I hold my breath before I ask this one: "Ty?"
"YES!"
...oh, help me, Jesus. Not boys already...

HOLLY (14)

"Mom, will you please flat iron my hair...and I need to get my eyebrows done...and I'm gonna wear makeup to school Friday..."
...as she's saying all this I notice the dirt under her fingernails, of which she had no clue. At 14, she's part fashion diva, part sport, part little girl. Stay childlike at heart, my girl. Dirty fingernails are ok with me...

BENJAMIN(16)

"Hey, Mom...do you wanna know why 1 testicle is higher than the other?"
"Um...what?!?" (I kept my cool thankyouverymuch)
"Yeah--one is higher than the other so that when you sit down they don't bump up against each other and squish each other. God's pretty smart."
"Yes He is, Benjamin...He cares about every detail."
...let me tell you. You haven't lived until you've talked with your big, Abercrombie-lookin', almost 17 year old son about testicles and the sovereignty of God.

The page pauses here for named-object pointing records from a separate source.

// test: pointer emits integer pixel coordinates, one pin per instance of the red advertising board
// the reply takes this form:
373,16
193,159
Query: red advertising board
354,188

Keep talking, my kiddos. Mom and Dad are listening.

Wednesday, November 29, 2006

Are you ready?

Mark 13:32-37 (New International Version)

32"No one knows about that day or hour, not even the angels in heaven, nor the Son, but only the Father. 33Be on guard! Be alert! You do not know when that time will come. 34It's like a man going away: He leaves his house and puts his servants in charge, each with his assigned task, and tells the one at the door to keep watch.

35"Therefore keep watch because you do not know when the owner of the house will come back—whether in the evening, or at midnight, or when the rooster crows, or at dawn. 36If he comes suddenly, do not let him find you sleeping. 37What I say to you, I say to everyone: 'Watch!'"

Thursday, November 16, 2006

me and my mel


Here's a pic of my Melanie and me after her championship game Monday night. Her 10u softball team took 2nd place. Not too shabby for this being her first season. In addition, Holly's 14u team took 1st and Joey's little league team took 3rd. :)

What do you get when you add Freddy, a Nikon D80, and Photoshop together? Nice, white teeth.

nice


Last night was such a nice night. No one had any place they had to be, so all 6 of us were home together. Freddy grilled hamburgers and we all ate at the table together (YESSS!). Our 'together' mealtimes are very sporadic these days, but I'm told that's pretty normal for the phase of life we are in right now. That doesn't mean I have to like it, though. Freddy built us a fire--it was supposed to drop to the upper 3o's last night, but I don't know if it did. I love a fire in the fireplace! I straightened the girls' hair with my new Chi. I LOVE that thing. There's no going back now. It's a Chi or nothing from here on out! Freddy and I ended the night with a glass of wine while watching Law and Order SVU & Criminal Intent...2 of my favorite shows.

Thank you, God, for a wonderful and much needed night at home with my family.

**EDIT**
So this is really unfair--Freddy just found out that he gets to shoot the Deftones concert tonight. That's TWICE that he's gotten to go see them and I haven't. TWICE!!! But I'm not bitter or anything...

Wednesday, November 15, 2006

...I don't even know...

I think I need a date night. I have felt so blah lately. I don't really know why. I can't put my finger on it...like I've lost my joy or something. My marriage is fabulous. All the kids are good. But something just isn't right. Sometimes I think part of the reason for my lack of joy is busyness. But joy, or lack thereof, isn't dictated by circumstances is it?